As projects aspire to meet the requirements of the Living Building Challenge and net zero, it necessitates a new model for publicly funded projects. The ‘new normal’ must examine net-zero and passive technologies as a 5- to 10-year system investment, rather than simply a cost liability associated with the purchase individual products and construction materials.

© Nic Lehoux
The New Buildings Institute reports 53 verified net zero buildings and nearly 300 others in the “emerging” state. One of those projects is Pittsburgh’s Frick Environmental Center which truly demonstrates smart sustainability. The project, orchestrated for the city by Bohlin Cywinski Jackson, proves that net-zero can be achieved within a reasonable budget. The team had to model every technology it considered from an energy and a monetary standpoint recalls Rob Aumer, the project’s architect.
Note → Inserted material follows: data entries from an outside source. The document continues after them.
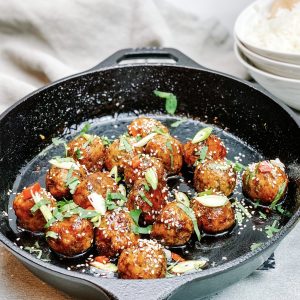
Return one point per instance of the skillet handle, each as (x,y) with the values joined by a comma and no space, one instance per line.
(132,56)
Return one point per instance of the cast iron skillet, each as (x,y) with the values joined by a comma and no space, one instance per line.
(114,92)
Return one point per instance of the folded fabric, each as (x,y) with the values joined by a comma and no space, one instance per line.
(42,41)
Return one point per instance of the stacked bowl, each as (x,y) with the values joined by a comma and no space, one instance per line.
(268,45)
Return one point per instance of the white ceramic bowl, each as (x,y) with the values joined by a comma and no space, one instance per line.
(241,29)
(271,66)
(285,89)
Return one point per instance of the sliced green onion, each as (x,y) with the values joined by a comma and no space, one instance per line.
(124,144)
(262,215)
(202,154)
(64,163)
(151,177)
(202,135)
(279,195)
(114,173)
(182,198)
(85,128)
(206,192)
(270,230)
(122,191)
(108,267)
(171,101)
(89,139)
(141,193)
(255,246)
(105,140)
(178,123)
(242,208)
(141,230)
(58,141)
(98,202)
(45,210)
(213,200)
(51,234)
(188,266)
(135,215)
(39,204)
(160,131)
(145,140)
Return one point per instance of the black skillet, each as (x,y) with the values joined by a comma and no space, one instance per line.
(248,120)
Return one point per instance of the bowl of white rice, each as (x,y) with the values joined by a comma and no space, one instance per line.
(276,37)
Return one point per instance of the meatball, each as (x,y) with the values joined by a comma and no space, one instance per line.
(265,181)
(23,203)
(215,150)
(88,150)
(120,152)
(114,233)
(99,183)
(216,175)
(138,166)
(151,202)
(213,219)
(168,150)
(146,260)
(143,126)
(173,227)
(71,236)
(57,179)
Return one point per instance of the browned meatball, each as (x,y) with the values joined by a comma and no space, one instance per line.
(265,181)
(146,260)
(217,175)
(213,219)
(99,183)
(143,126)
(173,227)
(168,150)
(33,221)
(120,152)
(151,202)
(56,180)
(138,166)
(215,150)
(114,233)
(88,150)
(71,236)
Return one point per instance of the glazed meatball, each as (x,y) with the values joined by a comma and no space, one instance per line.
(120,153)
(138,166)
(71,236)
(168,150)
(33,221)
(56,180)
(265,181)
(143,126)
(88,150)
(99,183)
(173,227)
(114,233)
(213,219)
(217,175)
(215,150)
(151,202)
(146,260)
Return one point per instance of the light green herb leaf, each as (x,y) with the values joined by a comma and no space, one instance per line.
(171,101)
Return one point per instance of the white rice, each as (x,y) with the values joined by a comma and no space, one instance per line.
(280,33)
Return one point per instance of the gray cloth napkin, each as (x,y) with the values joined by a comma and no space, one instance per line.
(41,41)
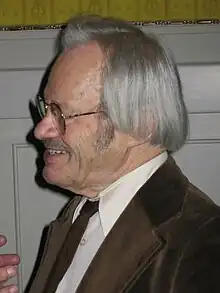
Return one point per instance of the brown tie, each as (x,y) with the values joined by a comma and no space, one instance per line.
(70,245)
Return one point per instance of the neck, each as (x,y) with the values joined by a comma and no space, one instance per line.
(128,161)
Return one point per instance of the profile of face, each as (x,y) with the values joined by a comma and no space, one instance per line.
(79,154)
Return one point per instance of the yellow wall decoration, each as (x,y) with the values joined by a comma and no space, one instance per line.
(42,12)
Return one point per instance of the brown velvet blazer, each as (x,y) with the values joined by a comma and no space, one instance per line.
(166,241)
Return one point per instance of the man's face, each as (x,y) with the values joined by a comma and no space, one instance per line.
(74,158)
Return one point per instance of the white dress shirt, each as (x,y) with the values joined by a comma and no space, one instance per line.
(112,202)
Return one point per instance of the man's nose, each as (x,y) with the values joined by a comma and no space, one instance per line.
(46,129)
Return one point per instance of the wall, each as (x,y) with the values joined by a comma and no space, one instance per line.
(38,12)
(25,208)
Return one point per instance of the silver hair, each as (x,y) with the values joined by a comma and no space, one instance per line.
(142,93)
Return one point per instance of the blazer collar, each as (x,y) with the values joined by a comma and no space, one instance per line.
(136,238)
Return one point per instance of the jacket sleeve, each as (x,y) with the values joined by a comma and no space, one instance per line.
(198,269)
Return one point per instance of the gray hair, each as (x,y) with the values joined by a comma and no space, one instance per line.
(142,92)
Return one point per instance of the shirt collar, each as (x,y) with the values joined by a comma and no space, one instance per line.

If the energy savings or the monetary savings didn’t pan out, it was eliminated from the project—for instance, radiant floor heating and the Earth Tube passive air conditioning. “We couldn’t pick every sustainable technology, because if you’re not proving ROI, it’s not sustainable or valuable,” says Aumer. Modeling both energy performance and savings over time illustrates a technology’s true value, in system context, allowing a different take on budgeting as the owner takes a longer-term investment to gauge its return-on-investment. Elsewhere, the Hotel at Oberlin (pictured above) is a rare glimpse into net-zero hospitality. What was once thought to be impossible and then improbable has come to fruition near the Oberlin College campus in Ohio, as the project seeks LEED platinum certification.